When I don’t want to sleep anymore, I curl up on the couch and watch Stratford Pines , or go into the yard and lie on my back in the grass and listen to the trees. I want to cry, but I’m not sure this body knows how. It’s difficult to conjure that pressure, that physical insistence. I think of the phantom tears I used to cry, the ones Cora would dab from my face with those embroidered handkerchiefs of hers. My body, always a betrayer, always giving me the opposite of what I need.
The next few days are worse, because once the shock of it wears off, once my new body bounces right back into humming and clicking in its normal, well-oiled efficiency, I begin to feel it.

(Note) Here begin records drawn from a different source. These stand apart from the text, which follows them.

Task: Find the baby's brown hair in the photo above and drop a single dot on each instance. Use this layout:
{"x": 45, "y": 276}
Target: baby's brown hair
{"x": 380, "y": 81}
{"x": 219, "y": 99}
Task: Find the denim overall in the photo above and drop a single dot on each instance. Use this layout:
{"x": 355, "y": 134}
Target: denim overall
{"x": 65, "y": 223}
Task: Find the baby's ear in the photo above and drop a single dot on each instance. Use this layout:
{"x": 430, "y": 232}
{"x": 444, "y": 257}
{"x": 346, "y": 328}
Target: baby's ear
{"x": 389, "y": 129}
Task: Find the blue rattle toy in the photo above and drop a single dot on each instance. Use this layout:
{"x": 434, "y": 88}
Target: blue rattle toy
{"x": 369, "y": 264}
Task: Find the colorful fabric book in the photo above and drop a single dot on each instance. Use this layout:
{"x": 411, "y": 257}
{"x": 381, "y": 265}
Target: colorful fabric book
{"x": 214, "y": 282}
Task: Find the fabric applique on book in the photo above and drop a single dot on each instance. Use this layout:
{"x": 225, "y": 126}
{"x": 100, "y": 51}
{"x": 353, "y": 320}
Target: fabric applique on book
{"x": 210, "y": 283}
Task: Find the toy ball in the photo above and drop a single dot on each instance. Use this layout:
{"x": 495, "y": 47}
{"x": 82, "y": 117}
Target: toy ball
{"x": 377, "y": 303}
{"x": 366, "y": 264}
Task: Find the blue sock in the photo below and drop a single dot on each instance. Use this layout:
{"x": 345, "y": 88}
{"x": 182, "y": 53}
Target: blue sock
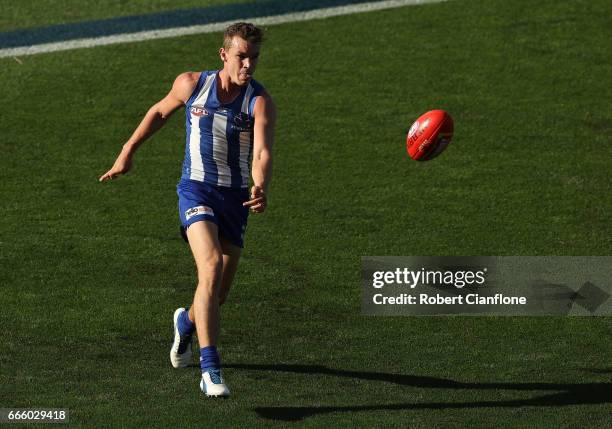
{"x": 185, "y": 326}
{"x": 209, "y": 358}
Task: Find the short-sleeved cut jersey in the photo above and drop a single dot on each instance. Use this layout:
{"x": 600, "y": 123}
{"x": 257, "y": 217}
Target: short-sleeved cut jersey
{"x": 219, "y": 136}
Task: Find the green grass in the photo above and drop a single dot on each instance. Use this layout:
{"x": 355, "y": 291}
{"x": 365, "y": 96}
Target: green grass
{"x": 41, "y": 13}
{"x": 91, "y": 273}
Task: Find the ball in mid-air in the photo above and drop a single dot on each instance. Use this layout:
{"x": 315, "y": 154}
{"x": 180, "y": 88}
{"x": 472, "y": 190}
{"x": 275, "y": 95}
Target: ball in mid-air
{"x": 429, "y": 135}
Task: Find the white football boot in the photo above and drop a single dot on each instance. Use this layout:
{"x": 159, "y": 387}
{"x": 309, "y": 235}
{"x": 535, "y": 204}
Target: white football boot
{"x": 180, "y": 353}
{"x": 212, "y": 384}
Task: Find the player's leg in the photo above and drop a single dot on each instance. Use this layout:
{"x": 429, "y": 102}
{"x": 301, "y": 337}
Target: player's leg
{"x": 231, "y": 257}
{"x": 207, "y": 252}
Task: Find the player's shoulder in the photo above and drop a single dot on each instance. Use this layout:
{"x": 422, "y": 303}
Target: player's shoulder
{"x": 187, "y": 79}
{"x": 264, "y": 106}
{"x": 185, "y": 84}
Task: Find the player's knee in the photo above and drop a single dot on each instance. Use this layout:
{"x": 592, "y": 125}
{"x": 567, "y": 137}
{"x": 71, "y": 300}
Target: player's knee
{"x": 223, "y": 296}
{"x": 211, "y": 265}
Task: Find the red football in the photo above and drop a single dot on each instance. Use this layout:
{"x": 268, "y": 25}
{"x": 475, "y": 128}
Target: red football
{"x": 429, "y": 135}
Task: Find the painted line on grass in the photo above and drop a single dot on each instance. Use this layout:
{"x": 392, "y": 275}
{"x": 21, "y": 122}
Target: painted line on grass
{"x": 208, "y": 28}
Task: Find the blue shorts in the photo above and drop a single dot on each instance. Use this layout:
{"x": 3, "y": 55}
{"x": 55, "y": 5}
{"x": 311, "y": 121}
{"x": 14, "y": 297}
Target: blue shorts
{"x": 223, "y": 206}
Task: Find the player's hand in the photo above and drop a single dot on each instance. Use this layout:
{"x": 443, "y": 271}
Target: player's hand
{"x": 121, "y": 166}
{"x": 258, "y": 201}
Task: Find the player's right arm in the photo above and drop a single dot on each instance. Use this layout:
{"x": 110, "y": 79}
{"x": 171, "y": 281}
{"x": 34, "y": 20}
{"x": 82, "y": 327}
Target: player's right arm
{"x": 155, "y": 118}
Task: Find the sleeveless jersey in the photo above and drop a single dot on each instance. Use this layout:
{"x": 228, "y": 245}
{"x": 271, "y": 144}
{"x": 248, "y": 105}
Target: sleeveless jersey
{"x": 219, "y": 145}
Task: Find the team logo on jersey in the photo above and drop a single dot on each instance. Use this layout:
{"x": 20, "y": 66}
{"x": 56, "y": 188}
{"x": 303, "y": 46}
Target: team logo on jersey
{"x": 198, "y": 111}
{"x": 194, "y": 211}
{"x": 243, "y": 122}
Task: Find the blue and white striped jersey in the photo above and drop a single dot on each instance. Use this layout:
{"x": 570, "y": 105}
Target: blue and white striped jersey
{"x": 219, "y": 136}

Somewhere deep inside me, there is the tiniest kernel of relief. And I hate it, and love it, that feeling. Hate it because it is selfish and cruel, it puts me in league with all the women who wish their children away, who leave their infants locked in cars on hot summer days, or feed them too much cough syrup to quiet them, or abandon them in front of fire stations. And I love it too, that feeling, because it’s proof I’m still alive. That there is still something for me to want in this world, even if it’s to want all the wrong things.
I climb the stairs to the attic, pulling out my artifacts and pressing each between the skin of my palms. There is no thrill of electricity, as if something has waved a magic wand and rendered them inert. It feels like loss, surely, as if the little embryo took the keys to my secret world when it left my body, as if it pulled all the dreams out of me as it left. But another thought occurs to me, as I sit there. Perhaps the dream world has receded because this world has begun to unlock itself. I think of all sorts of possibilities that could exist for a woman risen from the dead, all of the ideas that occurred to me in that jail cell, when I realized I could disappear. I think of open water and mountain tops. Things I’ve never allowed myself to dream, after that night in college when the stick turned pink, when the choices weren’t mine alone anymore. All of this, the accident, the transfer, even my miscarriage, have all conspired to give me the chance to do what I’ve wanted to do since I can remember. How could anyone fault me now, after I have been so torn from my life and it has healed itself with me on the outside? I have been given the world now. How could anyone fault me for leaving?
David Jr.’s arm is in a navy blue cast that reaches from his palm to his elbow. It’s a completely helpless feeling, for my son to be injured every time I see him. To be so far away, avoiding my district and all of those unanswerable questions and probably subpoenas, unable to protect him because I can’t even protect myself.